Assigned: May 25, 2001

Due: June 3, 2001

 

  1. Heaps
    1. Show the result of inserting 6, 4, 15, 2, 10, 11, 8, 1, 13, 7, 9, 12, 5, 3 and 14 one at a time, into an initially empty heap.
    2. Show the result of building a heap with the same input, using the following algorithm;
    3. // read all the data into an array H

      for (int i = n/2; i > 0; i--)

      heapify (H, i); // heapify the subheap rooted at i.

    4. Show the result of performing 3 extract-max operations on the heap.

     

  2. Trees revisited.
  3. A level-order traversal of a tree prints out the nodes of the tree by row, and within each row from left to right. In a heap, which is a complete binary tree stored in an array, this is easily accomplished by printing out the contents of cells 1…2 of the array.

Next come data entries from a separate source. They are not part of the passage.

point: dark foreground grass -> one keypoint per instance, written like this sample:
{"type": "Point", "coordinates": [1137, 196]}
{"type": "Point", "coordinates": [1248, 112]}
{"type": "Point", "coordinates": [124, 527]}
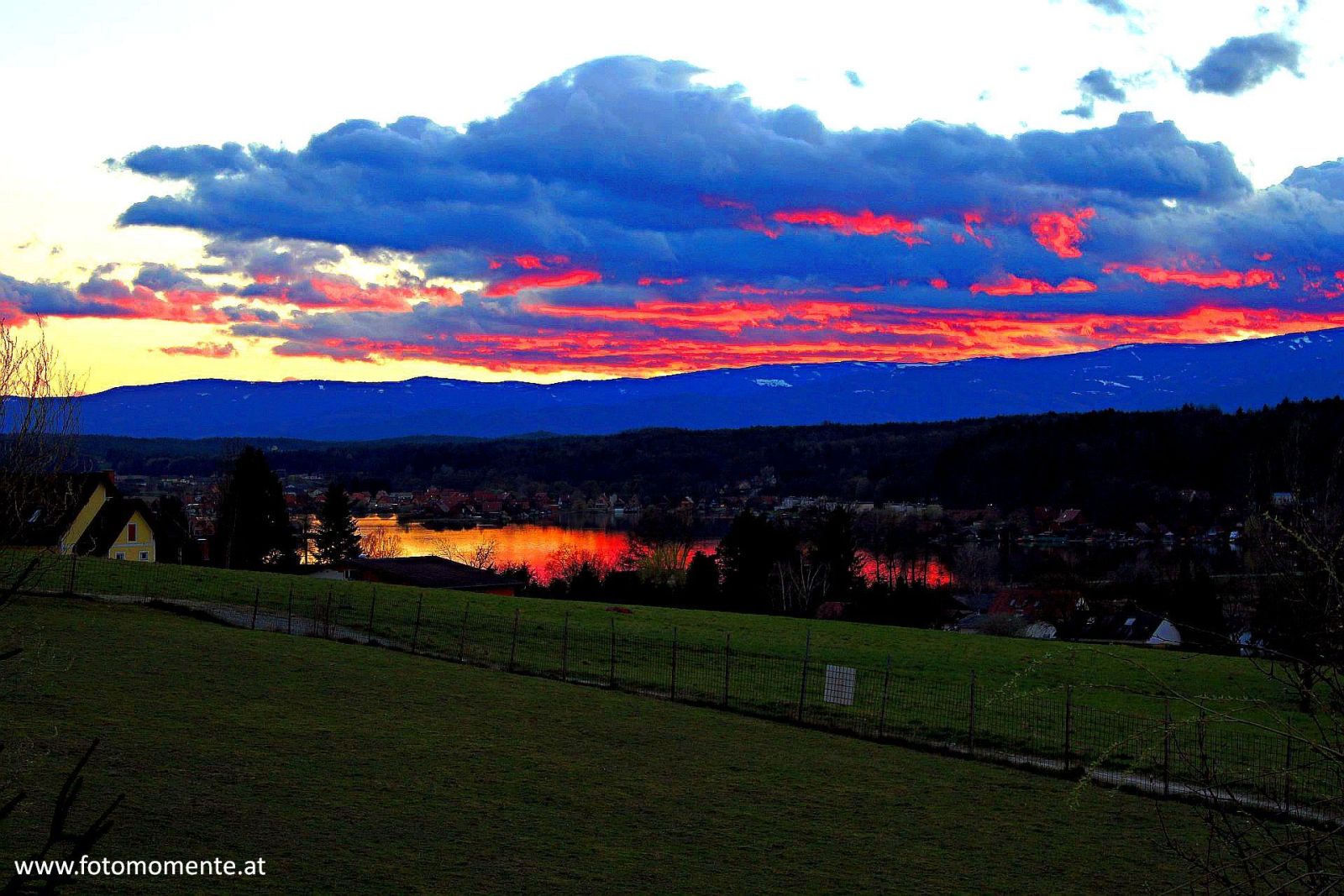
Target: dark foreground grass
{"type": "Point", "coordinates": [1106, 678]}
{"type": "Point", "coordinates": [363, 770]}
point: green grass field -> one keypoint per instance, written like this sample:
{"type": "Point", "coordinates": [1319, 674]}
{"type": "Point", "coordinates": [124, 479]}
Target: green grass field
{"type": "Point", "coordinates": [1119, 692]}
{"type": "Point", "coordinates": [362, 770]}
{"type": "Point", "coordinates": [1122, 679]}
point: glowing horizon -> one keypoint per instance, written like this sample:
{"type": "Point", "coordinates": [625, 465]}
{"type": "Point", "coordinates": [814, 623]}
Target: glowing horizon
{"type": "Point", "coordinates": [636, 215]}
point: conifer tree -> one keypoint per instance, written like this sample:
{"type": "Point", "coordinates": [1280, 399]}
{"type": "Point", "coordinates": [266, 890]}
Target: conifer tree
{"type": "Point", "coordinates": [336, 537]}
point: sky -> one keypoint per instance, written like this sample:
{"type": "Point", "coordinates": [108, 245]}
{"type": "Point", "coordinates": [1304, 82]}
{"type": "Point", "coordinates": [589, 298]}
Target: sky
{"type": "Point", "coordinates": [557, 191]}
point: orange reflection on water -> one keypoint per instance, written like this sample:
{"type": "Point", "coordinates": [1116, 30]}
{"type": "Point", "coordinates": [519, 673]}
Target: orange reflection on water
{"type": "Point", "coordinates": [528, 543]}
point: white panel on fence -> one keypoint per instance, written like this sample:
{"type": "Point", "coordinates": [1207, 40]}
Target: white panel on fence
{"type": "Point", "coordinates": [839, 685]}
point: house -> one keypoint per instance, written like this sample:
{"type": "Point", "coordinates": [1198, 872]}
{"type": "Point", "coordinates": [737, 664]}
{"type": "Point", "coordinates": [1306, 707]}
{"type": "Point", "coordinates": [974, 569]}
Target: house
{"type": "Point", "coordinates": [423, 573]}
{"type": "Point", "coordinates": [1038, 605]}
{"type": "Point", "coordinates": [1129, 626]}
{"type": "Point", "coordinates": [85, 513]}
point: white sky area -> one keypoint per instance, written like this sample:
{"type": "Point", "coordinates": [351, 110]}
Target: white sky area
{"type": "Point", "coordinates": [85, 81]}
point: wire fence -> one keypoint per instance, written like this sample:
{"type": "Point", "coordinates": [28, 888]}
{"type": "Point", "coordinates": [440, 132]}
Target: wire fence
{"type": "Point", "coordinates": [1193, 758]}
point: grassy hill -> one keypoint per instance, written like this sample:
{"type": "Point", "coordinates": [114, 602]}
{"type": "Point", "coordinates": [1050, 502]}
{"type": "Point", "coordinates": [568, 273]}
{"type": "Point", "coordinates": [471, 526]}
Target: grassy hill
{"type": "Point", "coordinates": [1105, 678]}
{"type": "Point", "coordinates": [360, 770]}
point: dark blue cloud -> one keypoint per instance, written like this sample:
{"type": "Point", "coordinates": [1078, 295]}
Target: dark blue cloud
{"type": "Point", "coordinates": [186, 163]}
{"type": "Point", "coordinates": [1326, 179]}
{"type": "Point", "coordinates": [612, 164]}
{"type": "Point", "coordinates": [1242, 63]}
{"type": "Point", "coordinates": [1100, 83]}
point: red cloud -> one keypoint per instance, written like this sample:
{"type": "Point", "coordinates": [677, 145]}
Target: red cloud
{"type": "Point", "coordinates": [1014, 285]}
{"type": "Point", "coordinates": [969, 221]}
{"type": "Point", "coordinates": [1062, 231]}
{"type": "Point", "coordinates": [864, 224]}
{"type": "Point", "coordinates": [1200, 280]}
{"type": "Point", "coordinates": [558, 280]}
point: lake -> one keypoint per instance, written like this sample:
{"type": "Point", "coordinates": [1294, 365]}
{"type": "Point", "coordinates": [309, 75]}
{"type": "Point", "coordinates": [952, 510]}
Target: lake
{"type": "Point", "coordinates": [530, 543]}
{"type": "Point", "coordinates": [537, 543]}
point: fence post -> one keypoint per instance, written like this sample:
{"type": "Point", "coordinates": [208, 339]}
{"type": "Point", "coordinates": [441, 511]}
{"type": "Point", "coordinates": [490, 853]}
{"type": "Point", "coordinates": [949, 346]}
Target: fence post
{"type": "Point", "coordinates": [373, 602]}
{"type": "Point", "coordinates": [420, 607]}
{"type": "Point", "coordinates": [1068, 728]}
{"type": "Point", "coordinates": [972, 714]}
{"type": "Point", "coordinates": [1167, 750]}
{"type": "Point", "coordinates": [886, 689]}
{"type": "Point", "coordinates": [672, 689]}
{"type": "Point", "coordinates": [1288, 773]}
{"type": "Point", "coordinates": [727, 664]}
{"type": "Point", "coordinates": [461, 641]}
{"type": "Point", "coordinates": [803, 688]}
{"type": "Point", "coordinates": [564, 649]}
{"type": "Point", "coordinates": [327, 616]}
{"type": "Point", "coordinates": [512, 647]}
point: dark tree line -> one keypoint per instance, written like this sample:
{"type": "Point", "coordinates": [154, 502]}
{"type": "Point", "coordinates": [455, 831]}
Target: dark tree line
{"type": "Point", "coordinates": [763, 566]}
{"type": "Point", "coordinates": [1117, 466]}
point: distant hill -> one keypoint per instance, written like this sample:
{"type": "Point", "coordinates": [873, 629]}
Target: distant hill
{"type": "Point", "coordinates": [1226, 375]}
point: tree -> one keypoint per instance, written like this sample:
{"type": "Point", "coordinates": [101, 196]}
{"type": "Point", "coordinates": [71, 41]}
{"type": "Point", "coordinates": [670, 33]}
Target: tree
{"type": "Point", "coordinates": [38, 425]}
{"type": "Point", "coordinates": [976, 567]}
{"type": "Point", "coordinates": [835, 553]}
{"type": "Point", "coordinates": [253, 530]}
{"type": "Point", "coordinates": [483, 555]}
{"type": "Point", "coordinates": [702, 582]}
{"type": "Point", "coordinates": [172, 532]}
{"type": "Point", "coordinates": [336, 537]}
{"type": "Point", "coordinates": [749, 555]}
{"type": "Point", "coordinates": [1297, 641]}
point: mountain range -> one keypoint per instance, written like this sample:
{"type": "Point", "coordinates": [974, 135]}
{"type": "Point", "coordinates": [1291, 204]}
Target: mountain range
{"type": "Point", "coordinates": [1146, 376]}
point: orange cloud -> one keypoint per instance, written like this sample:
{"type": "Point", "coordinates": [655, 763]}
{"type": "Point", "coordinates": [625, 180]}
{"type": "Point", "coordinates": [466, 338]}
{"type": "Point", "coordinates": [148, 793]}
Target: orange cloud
{"type": "Point", "coordinates": [1062, 231]}
{"type": "Point", "coordinates": [559, 280]}
{"type": "Point", "coordinates": [1200, 280]}
{"type": "Point", "coordinates": [1014, 285]}
{"type": "Point", "coordinates": [864, 224]}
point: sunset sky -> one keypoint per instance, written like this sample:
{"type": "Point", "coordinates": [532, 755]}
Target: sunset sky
{"type": "Point", "coordinates": [528, 191]}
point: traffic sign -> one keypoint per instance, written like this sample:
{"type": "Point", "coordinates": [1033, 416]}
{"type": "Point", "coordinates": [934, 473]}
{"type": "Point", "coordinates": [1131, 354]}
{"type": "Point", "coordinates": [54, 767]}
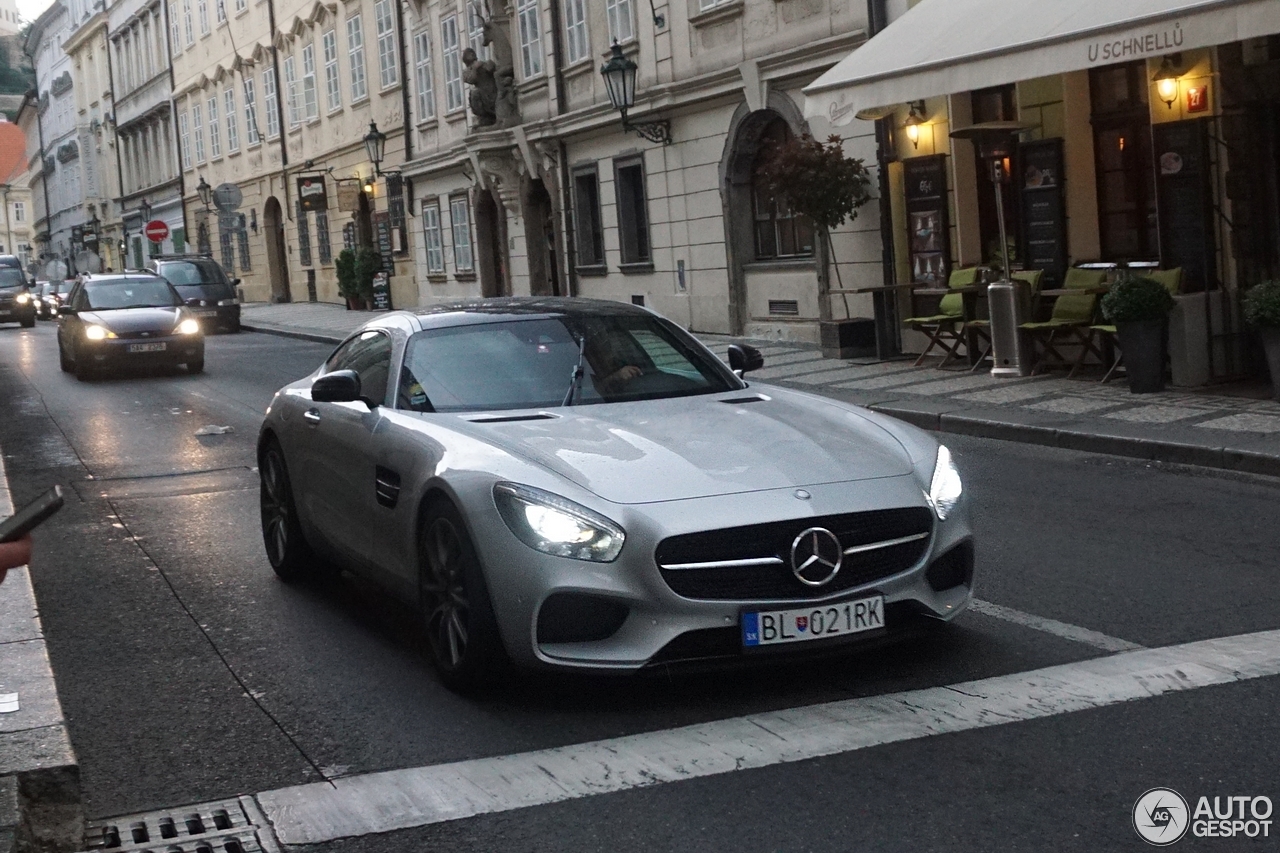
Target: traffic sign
{"type": "Point", "coordinates": [156, 231]}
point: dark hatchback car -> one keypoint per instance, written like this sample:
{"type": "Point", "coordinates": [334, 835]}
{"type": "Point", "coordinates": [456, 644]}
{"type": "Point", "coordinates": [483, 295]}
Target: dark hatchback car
{"type": "Point", "coordinates": [123, 319]}
{"type": "Point", "coordinates": [204, 286]}
{"type": "Point", "coordinates": [17, 301]}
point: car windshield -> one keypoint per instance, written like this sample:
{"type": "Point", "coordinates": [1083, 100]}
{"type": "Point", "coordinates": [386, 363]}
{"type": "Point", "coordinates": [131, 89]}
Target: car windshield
{"type": "Point", "coordinates": [529, 364]}
{"type": "Point", "coordinates": [128, 292]}
{"type": "Point", "coordinates": [12, 278]}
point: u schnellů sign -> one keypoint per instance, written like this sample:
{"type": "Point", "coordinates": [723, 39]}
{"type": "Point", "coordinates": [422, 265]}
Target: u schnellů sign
{"type": "Point", "coordinates": [311, 194]}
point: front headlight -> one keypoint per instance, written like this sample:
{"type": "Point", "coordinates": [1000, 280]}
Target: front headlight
{"type": "Point", "coordinates": [556, 525]}
{"type": "Point", "coordinates": [945, 489]}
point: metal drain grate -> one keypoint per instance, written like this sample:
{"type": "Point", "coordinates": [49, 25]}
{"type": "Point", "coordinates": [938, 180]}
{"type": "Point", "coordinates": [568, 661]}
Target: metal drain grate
{"type": "Point", "coordinates": [224, 826]}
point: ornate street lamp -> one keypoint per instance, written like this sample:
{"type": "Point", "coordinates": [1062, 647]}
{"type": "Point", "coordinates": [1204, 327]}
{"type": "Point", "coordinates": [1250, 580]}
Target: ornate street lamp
{"type": "Point", "coordinates": [620, 81]}
{"type": "Point", "coordinates": [205, 191]}
{"type": "Point", "coordinates": [375, 146]}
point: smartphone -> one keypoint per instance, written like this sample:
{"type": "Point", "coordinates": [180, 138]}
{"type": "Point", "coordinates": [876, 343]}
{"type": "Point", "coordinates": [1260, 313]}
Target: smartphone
{"type": "Point", "coordinates": [30, 516]}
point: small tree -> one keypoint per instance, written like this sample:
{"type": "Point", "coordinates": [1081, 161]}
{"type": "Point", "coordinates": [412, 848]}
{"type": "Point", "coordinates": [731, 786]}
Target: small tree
{"type": "Point", "coordinates": [819, 182]}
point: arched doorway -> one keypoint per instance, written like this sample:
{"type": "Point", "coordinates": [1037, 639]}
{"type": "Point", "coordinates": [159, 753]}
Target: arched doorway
{"type": "Point", "coordinates": [490, 243]}
{"type": "Point", "coordinates": [744, 213]}
{"type": "Point", "coordinates": [277, 265]}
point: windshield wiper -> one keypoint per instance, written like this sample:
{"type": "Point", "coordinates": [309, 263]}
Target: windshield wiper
{"type": "Point", "coordinates": [575, 382]}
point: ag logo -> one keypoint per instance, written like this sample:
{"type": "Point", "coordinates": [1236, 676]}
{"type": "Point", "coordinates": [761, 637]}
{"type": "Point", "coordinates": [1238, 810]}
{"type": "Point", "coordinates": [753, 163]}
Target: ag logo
{"type": "Point", "coordinates": [1160, 816]}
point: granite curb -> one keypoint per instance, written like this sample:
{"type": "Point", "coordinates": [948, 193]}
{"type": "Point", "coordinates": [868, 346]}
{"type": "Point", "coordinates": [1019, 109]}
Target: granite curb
{"type": "Point", "coordinates": [946, 416]}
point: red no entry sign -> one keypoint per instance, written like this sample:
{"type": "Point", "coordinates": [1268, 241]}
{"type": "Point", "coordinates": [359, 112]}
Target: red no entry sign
{"type": "Point", "coordinates": [156, 231]}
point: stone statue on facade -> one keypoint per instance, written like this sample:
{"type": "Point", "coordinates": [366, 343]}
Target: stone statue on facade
{"type": "Point", "coordinates": [493, 81]}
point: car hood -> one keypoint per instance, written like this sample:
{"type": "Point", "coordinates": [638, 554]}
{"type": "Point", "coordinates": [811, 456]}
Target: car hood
{"type": "Point", "coordinates": [688, 447]}
{"type": "Point", "coordinates": [123, 320]}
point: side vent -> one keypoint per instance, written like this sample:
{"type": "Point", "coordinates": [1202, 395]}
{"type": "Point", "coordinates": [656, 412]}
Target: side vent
{"type": "Point", "coordinates": [385, 486]}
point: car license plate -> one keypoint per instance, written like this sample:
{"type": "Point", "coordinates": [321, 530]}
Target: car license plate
{"type": "Point", "coordinates": [772, 626]}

    Describe a scheme for performing a level-order traversal of a general binary tree (not necessarily complete, stored as treenodes with left & right pointers).

     

  4. Sorting
    1. Sort the sequence 3, 1, 4, 1, 5, 9, 2, 6, 5 using InsertionSort.
    2. Sort the sequence 3, 1, 4, 1, 5, 9, 2, 6 using MergeSort.
    3. A good selection of the pivot for quicksort is the median of the first, last and middle elements. Sort 3, 1, 4, 1, 5, 9, 2,6, 5, 3, 5 using quicksort with median-of-three partitioning. Cut off the recursion when a sub-array has three or fewer elements.

     

  5. Miscellaneous
    1. Given an array of n elements containing only 0s and 1s, give a linear algorithm to sort the array (rearrange the array so that all the 0 elements appear first, followed by all the 1 elements). You may only use a constant amount of additional storage (no copying into another array of size n).
    2. (Bonus) Repeat part (a) for an array where each element is either 0, 1, or 2.